Shares of Electronic Arts Inc. (NASDAQ:EA) dropped 8 percent yesterday as chief executive John Riccitiello announced his abrupt departure from the company, which has increasingly come under fire lately for the poor launch of its latest SimCity franchise.

The company also pared its revenue and profit expectations for the current year, at least partially affected by the botched launch of the city-building simulation game, which many users could not play because of server instability.

After the profit warning, analysts at Needham pared the stock’s rating to “hold” from “buy” noting “tougher challenges ahead”. To be sure, the company’s challenges are far bigger than what can be corrected in a quarter or two. Electronic Arts is faced with more and more gamers shifting to online games that are accessible online or through mobile digital devices such as smart phones, or through social networks such as Facebook.
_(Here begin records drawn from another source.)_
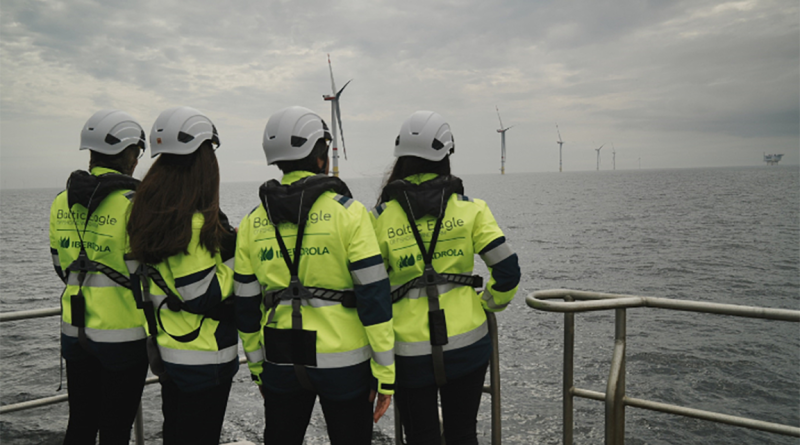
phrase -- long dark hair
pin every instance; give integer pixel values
(406, 166)
(123, 162)
(174, 189)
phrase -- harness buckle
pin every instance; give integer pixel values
(431, 281)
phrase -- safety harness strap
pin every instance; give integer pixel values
(431, 280)
(475, 281)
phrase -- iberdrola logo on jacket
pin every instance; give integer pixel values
(406, 261)
(266, 254)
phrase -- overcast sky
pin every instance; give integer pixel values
(674, 83)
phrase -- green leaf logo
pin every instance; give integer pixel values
(266, 254)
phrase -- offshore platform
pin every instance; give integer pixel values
(773, 159)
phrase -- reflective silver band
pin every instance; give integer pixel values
(251, 289)
(106, 335)
(92, 280)
(369, 275)
(198, 288)
(339, 359)
(413, 349)
(489, 299)
(312, 302)
(256, 356)
(187, 357)
(497, 254)
(385, 358)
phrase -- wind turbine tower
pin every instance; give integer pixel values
(613, 156)
(560, 143)
(336, 117)
(598, 155)
(502, 132)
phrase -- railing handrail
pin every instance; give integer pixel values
(614, 397)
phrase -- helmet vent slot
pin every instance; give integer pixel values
(111, 140)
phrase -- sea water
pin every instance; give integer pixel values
(727, 235)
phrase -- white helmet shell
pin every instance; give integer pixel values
(110, 132)
(291, 134)
(181, 131)
(426, 135)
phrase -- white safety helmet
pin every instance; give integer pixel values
(181, 131)
(291, 134)
(110, 132)
(426, 135)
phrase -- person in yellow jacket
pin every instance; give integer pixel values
(429, 233)
(102, 330)
(312, 295)
(185, 247)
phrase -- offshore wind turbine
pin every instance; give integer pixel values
(560, 143)
(613, 156)
(502, 132)
(336, 117)
(598, 155)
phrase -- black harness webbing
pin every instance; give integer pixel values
(292, 203)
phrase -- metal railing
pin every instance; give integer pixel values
(614, 397)
(493, 389)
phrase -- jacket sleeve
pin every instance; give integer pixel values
(373, 296)
(249, 304)
(54, 244)
(501, 260)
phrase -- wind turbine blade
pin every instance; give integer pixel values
(345, 86)
(339, 119)
(330, 68)
(498, 117)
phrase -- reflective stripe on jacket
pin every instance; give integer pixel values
(339, 252)
(468, 229)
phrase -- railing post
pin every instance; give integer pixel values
(615, 389)
(569, 372)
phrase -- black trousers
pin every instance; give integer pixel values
(349, 422)
(102, 400)
(193, 418)
(461, 398)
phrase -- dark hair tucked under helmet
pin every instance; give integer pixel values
(174, 189)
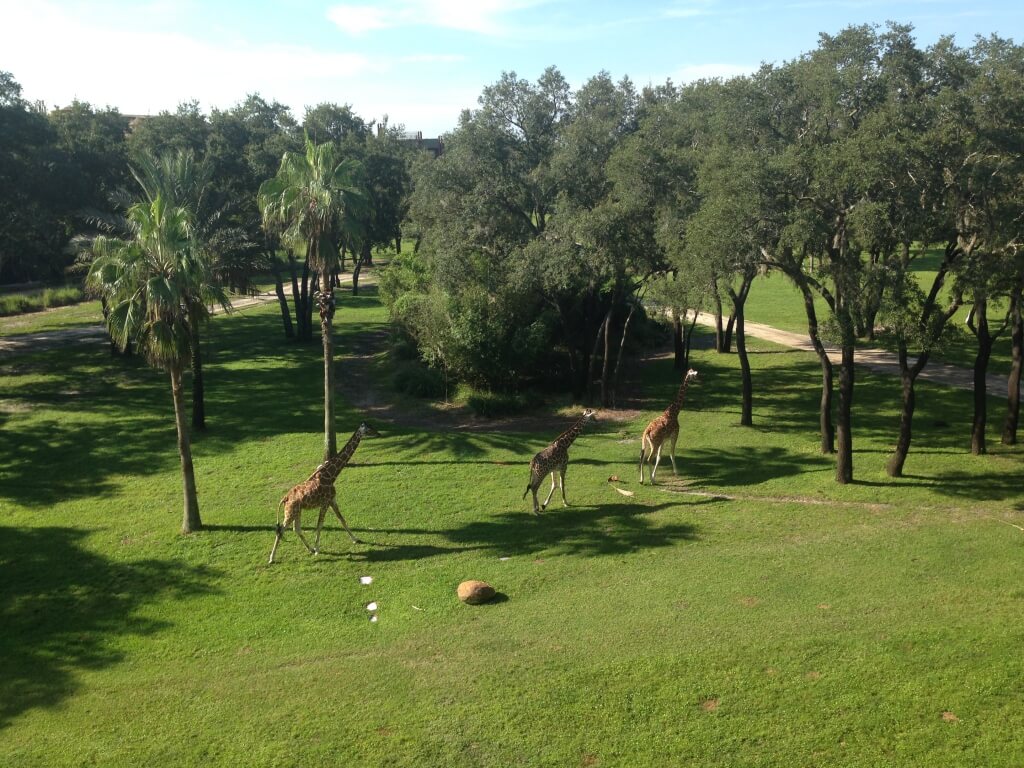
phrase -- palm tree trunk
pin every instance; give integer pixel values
(592, 363)
(199, 401)
(364, 258)
(296, 294)
(305, 305)
(190, 520)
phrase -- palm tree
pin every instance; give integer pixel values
(185, 182)
(306, 204)
(153, 281)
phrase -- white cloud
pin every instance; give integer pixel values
(141, 71)
(690, 9)
(488, 17)
(356, 19)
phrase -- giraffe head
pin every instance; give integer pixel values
(366, 430)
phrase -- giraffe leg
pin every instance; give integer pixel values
(298, 529)
(657, 460)
(320, 526)
(334, 506)
(276, 541)
(550, 493)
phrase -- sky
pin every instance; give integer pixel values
(420, 62)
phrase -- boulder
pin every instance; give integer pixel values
(475, 592)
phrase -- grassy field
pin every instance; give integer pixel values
(775, 301)
(750, 612)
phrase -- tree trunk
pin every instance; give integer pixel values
(844, 434)
(593, 357)
(894, 467)
(308, 310)
(824, 409)
(302, 305)
(327, 308)
(727, 338)
(1014, 386)
(286, 315)
(679, 351)
(719, 330)
(190, 520)
(619, 358)
(930, 332)
(296, 294)
(985, 340)
(738, 301)
(688, 339)
(606, 355)
(199, 402)
(365, 254)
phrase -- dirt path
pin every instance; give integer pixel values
(879, 360)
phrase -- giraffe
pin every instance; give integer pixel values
(317, 491)
(554, 460)
(665, 427)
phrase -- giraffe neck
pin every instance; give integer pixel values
(565, 438)
(334, 466)
(678, 402)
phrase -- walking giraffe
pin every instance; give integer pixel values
(317, 491)
(554, 460)
(665, 427)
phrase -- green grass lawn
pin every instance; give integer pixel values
(775, 301)
(751, 612)
(76, 315)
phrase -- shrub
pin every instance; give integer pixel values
(418, 381)
(498, 404)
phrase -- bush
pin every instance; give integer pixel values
(418, 381)
(498, 404)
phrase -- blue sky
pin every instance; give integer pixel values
(420, 61)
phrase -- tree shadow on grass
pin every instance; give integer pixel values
(585, 530)
(749, 466)
(61, 607)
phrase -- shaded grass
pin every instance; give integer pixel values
(34, 301)
(775, 301)
(77, 315)
(667, 628)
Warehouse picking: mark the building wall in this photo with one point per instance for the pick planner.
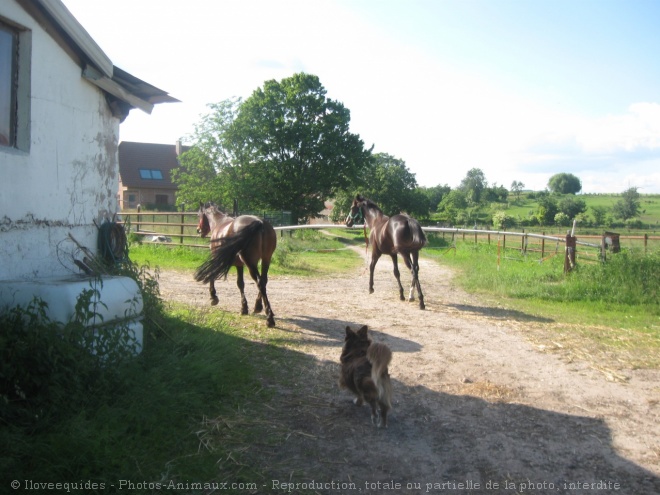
(146, 197)
(69, 178)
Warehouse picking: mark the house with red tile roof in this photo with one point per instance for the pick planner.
(145, 175)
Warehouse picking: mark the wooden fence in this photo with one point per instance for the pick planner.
(181, 228)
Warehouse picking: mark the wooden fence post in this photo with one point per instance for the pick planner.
(137, 228)
(542, 246)
(569, 257)
(183, 219)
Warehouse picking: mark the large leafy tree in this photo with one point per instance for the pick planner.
(390, 184)
(435, 194)
(572, 206)
(517, 187)
(546, 210)
(564, 184)
(286, 147)
(628, 206)
(473, 185)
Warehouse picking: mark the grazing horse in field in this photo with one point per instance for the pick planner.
(239, 242)
(399, 234)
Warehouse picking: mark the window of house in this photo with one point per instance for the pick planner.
(8, 43)
(151, 174)
(15, 47)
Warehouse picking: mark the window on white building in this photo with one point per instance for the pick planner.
(153, 174)
(15, 48)
(8, 43)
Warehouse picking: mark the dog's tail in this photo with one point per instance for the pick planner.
(380, 356)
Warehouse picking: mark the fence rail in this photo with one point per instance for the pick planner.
(173, 225)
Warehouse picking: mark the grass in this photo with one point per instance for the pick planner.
(194, 405)
(185, 410)
(608, 310)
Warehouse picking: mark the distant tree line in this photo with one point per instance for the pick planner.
(288, 147)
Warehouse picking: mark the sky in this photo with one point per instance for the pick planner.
(521, 89)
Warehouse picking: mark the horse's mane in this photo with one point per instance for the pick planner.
(212, 204)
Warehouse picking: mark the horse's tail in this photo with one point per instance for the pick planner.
(223, 256)
(417, 232)
(380, 356)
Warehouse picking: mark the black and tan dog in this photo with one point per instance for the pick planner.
(364, 372)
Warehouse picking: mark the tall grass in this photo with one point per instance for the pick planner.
(627, 278)
(602, 312)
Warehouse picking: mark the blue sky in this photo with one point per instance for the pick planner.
(521, 89)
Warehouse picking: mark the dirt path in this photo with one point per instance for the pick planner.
(478, 406)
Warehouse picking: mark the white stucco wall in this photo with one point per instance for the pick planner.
(69, 178)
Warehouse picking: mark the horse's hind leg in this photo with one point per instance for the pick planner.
(262, 282)
(415, 272)
(397, 275)
(409, 265)
(214, 297)
(241, 287)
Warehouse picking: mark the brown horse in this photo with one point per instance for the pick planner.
(399, 234)
(239, 242)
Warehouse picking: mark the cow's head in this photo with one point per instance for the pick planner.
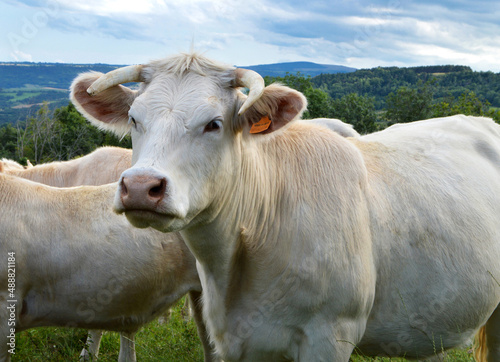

The last bit is crucial here as its competitors Activision Blizzard, Inc. (NASDAQ:ATVI) and Zynga Inc (NASDAQ:ZNGA) have found unprecedented success with the social media platforms.

Electronic Arts Logo

It is not that Electronic Arts Inc. (NASDAQ:EA) has remained oblivious to the shift but its efforts to boost presence in the online world have been marred by in-adept planning and technical errors. The problems with the latest game in the SimCity franchise were not really unforeseeable and should have been rectified as the game was offered in online mode only.

However, in-adept planning is just part of a bigger problem. The real challenge for the company is to shift most of its games online and from its proprietary platforms to a shared platform such as Facebook. This is easier said than done. Electronic Arts Inc. (NASDAQ:EA) has already invested considerable funds and has achieved some success towards the goal. For the financial year ended March 2012, the company recorded a 56 percent jump in online revenues to $1.16 billion. This sounds like good but still contributed only 28 percent of its total revenues in the year.

Meanwhile, Activision Blizzard, Inc. (NASDAQ:ATVI) – another legacy player – has managed better success in this vein. Despite registering a decline of $100 million in 2012, Activision Blizzard’s revenues from digital online channels represented 32 percent of its total revenues in the year.

The publisher of popular games such as Call of Duty and World of Warcraft is generally recommended as a “buy” by brokerage houses. Simply put, the company has been able to better deliver on its plans and financial performance.

Improved performance has also allowed the company to reward shareholders. This was evident when company CFO Dennis Durkin recently stated more stock repurchases and dividends may be coming shareholders’ way. The company entered the year with nearly $4.4 billion in cash on its books.

Needless to say, it would just be right for the company to return excess cash to shareholders. The stock is trading near its 12-month high levels; however, it would be wrong to assume the upside is limited as a result. On the contrary, continued better financial performance and dearth of worthy competitors would only increase its attractiveness among investors.

Zynga Inc (NASDAQ:ZNGA) is another player which has played the social media shift beautifully. In fact, its entire business revolves around developing blockbuster games such as FarmVille and Mafia Wars for Facebook. This is not to suggest that the company is a winner. Quite on the opposite side, it has already witnessed pressure on margins and has struggled to make profits despite cornering the biggest pie of Facebook gaming.

After being hailed as the next big thing in the gaming industry, the company has struggled with monetizing its vast and still growing subscriber base. The company has seen more than 73 percent erosion in its value over the last 12 months due to these concerns and make the stock one of the worst performers.

Overall, the shift to online platform remains one that needs to be watched closely. There are no clear winners in the game yet and while the industry explores monetization strategies, it may be better to consider players with a fair balance of online-offline experience.